スコティッシュ・カップの試合でのオフサイドのジャッジを巡り、ビデオ・アシスタント・レフェリー(VAR)の運用を巡る議論が広がっているようだ。元審判が判定の過程やVARの使い方に強い疑問を示し話題となっている。
スコットランドメディア『Glasgow Times』は、現地3月8日に行われたセルティックとレンジャーズのスコティッシュ・カップの準々決勝の試合(0-0,PK4-2)で、セルティックの日本代表FW前田大然のゴールが取り消された場面を巡り、元審判が「前田のゴール取り消しは“茶番のような”プロセスだった」と非難したと報じた。
このプレーでは、セルティックのMFルーク・マッコーワンのクロスにDFリアム・スケールズが頭で触れてボールをそらし、そのボールを前田が押し込んだ。
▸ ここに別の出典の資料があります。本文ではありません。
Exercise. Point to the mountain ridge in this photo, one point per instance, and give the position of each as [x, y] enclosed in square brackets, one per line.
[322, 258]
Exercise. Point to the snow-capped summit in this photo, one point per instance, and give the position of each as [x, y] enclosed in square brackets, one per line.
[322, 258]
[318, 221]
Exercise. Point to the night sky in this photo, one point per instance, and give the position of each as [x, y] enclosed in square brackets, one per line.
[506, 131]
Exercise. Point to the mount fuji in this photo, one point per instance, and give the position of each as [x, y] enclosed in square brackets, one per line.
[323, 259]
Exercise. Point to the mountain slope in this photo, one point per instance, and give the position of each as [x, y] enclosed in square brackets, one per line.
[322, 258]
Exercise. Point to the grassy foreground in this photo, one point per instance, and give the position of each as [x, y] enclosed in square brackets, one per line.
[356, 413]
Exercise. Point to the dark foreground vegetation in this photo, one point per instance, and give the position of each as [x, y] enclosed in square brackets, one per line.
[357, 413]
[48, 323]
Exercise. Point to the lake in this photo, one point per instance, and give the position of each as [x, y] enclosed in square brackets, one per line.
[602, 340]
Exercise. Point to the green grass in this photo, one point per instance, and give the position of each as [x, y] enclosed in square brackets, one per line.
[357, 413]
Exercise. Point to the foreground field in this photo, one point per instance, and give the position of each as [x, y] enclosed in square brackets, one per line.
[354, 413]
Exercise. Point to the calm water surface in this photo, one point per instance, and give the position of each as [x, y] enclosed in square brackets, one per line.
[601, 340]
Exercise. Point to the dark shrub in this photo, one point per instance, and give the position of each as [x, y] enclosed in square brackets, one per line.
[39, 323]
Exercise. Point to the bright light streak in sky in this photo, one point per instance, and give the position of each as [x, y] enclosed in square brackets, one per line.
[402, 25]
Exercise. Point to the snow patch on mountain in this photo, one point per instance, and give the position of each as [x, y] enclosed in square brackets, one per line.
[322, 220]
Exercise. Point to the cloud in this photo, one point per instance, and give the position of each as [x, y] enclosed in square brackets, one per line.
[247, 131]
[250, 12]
しかし判定は、スケールズのオフサイドがあったとしてゴール取り消しとなった。
この件について、スコットランドの元審判デズ・ローチ氏とスティーブ・コンロイ氏は、同試合のVARチームが引いたラインに対して批判を展開している。
ローチ氏は2人が出演する審判の視点から試合の判定を議論するポッドキャスト『Ref’s View podcast』で、「ほとんど判別できないレベルだ。そもそも角度が良くない」と述べた。
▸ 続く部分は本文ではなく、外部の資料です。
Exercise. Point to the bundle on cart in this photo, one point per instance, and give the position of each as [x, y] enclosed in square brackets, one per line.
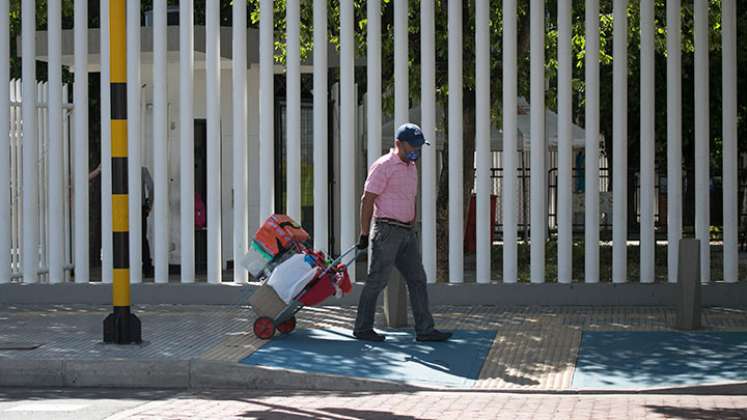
[292, 274]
さらに「スケールズはオフサイドの位置から戻ってきている。オフサイドの位置にいること自体は反則ではない。だからそこにいること自体は問題ない。しかし彼が最初にしたプレーは試合に明確な影響を与えた。ボールを頭でそらして前田へつなげたのは彼なので、オフサイドの判定は妥当だ」と説明した。
ローチ氏は現在スコットランドのサッカーで引かれているラインの精度について「今のスコットランドサッカーでは、あの程度のラインを引くのが基準なのか?」と不満を示した。